Does this mean that I can extend $f$ to be an isometry of all of $\mathbb{R}^n$? In other words, does there exist an isometry $g: \mathbb{R}^n\longrightarrow\mathbb{R}^n$ such that $g$ restricted to $H$ is equal to $f$?

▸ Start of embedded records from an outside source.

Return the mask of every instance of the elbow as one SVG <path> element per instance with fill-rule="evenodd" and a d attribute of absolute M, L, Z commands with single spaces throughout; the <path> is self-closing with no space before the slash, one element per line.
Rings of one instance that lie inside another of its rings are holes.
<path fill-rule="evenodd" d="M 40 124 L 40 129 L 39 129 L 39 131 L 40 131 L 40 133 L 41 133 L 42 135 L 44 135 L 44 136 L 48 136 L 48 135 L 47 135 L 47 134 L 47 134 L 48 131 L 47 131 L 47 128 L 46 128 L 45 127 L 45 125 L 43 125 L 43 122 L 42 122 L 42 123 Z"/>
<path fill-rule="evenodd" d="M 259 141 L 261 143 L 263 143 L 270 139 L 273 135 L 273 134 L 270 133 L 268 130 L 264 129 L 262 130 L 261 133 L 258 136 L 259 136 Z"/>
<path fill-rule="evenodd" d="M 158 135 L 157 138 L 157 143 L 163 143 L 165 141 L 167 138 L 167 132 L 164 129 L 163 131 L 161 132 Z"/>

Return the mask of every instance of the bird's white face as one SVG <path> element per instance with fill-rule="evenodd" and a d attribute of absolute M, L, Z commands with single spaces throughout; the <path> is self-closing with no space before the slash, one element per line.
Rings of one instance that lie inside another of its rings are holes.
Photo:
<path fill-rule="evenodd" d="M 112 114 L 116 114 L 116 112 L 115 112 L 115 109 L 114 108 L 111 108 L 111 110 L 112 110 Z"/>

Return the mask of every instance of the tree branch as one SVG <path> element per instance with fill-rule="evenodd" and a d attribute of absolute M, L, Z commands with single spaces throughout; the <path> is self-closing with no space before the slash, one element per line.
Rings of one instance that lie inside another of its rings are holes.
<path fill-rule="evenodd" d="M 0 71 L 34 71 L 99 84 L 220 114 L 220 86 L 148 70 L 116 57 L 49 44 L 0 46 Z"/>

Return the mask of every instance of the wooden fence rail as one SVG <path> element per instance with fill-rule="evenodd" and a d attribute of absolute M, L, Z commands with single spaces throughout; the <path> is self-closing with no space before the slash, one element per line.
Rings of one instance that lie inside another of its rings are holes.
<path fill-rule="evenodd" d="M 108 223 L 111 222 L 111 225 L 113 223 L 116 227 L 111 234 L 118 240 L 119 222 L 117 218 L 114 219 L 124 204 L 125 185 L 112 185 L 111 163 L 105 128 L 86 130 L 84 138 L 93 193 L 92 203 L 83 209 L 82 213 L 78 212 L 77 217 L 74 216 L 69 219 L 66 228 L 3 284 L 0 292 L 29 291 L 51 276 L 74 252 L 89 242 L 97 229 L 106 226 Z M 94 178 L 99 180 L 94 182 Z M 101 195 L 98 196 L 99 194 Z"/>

I assume the normal vector of $H$ is such that $||c|| = 1$. Fix an orthonormal basis of $H-c = \{x-c : x\in H \}$ (which is a linear subspace in $\mathbb R^n$), say $e_1,\ldots,e_{n-1}$. Every $x\in H$ can be written as $c + \sum_{i=1}^{n-1} c_i e_i$. Then an isometry $f$ can be written as $$ f(x) = Q(x-c) \quad x \in H $$ where $Q$ is a linear isometry from $H-c$ to $\mathbb R^{n-1}$. Now let $e_n$ be the unit vector that is orthogonal to $span\{e_1,\ldots,e_{n-1}\}$. Then one can extend $Q$ to a $Q'$ defined $span\{e_1,\ldots,e_n\}$ by $Q'(e_k)= Q(e_k)$ for $k<n$ and $Q'(e_n) = e_n$. This way $f$ can be extended to a $g$ as $$g(x) = Q'(x-c). $$ To prove that $g$ is an isometry consider
$$ ||g(x)-g(y)||^2=|| Q'(x-c)-Q'(y-c) ||^2 = || Q'(x-y)||^2 = || Q'(P_{H-c}(x-y)) + P_{e_n}(x-y) ||^2 = || Q(P_{H-c}(x-y))|| + ||P_{e_n}(x-y)||^2 = ||P_{H-c}(x-y)||^2 + || P_{e_n}(x-y)||^2 = ||x-y||^2 $$ since $H-c$ and $e_n$ are orthogonal.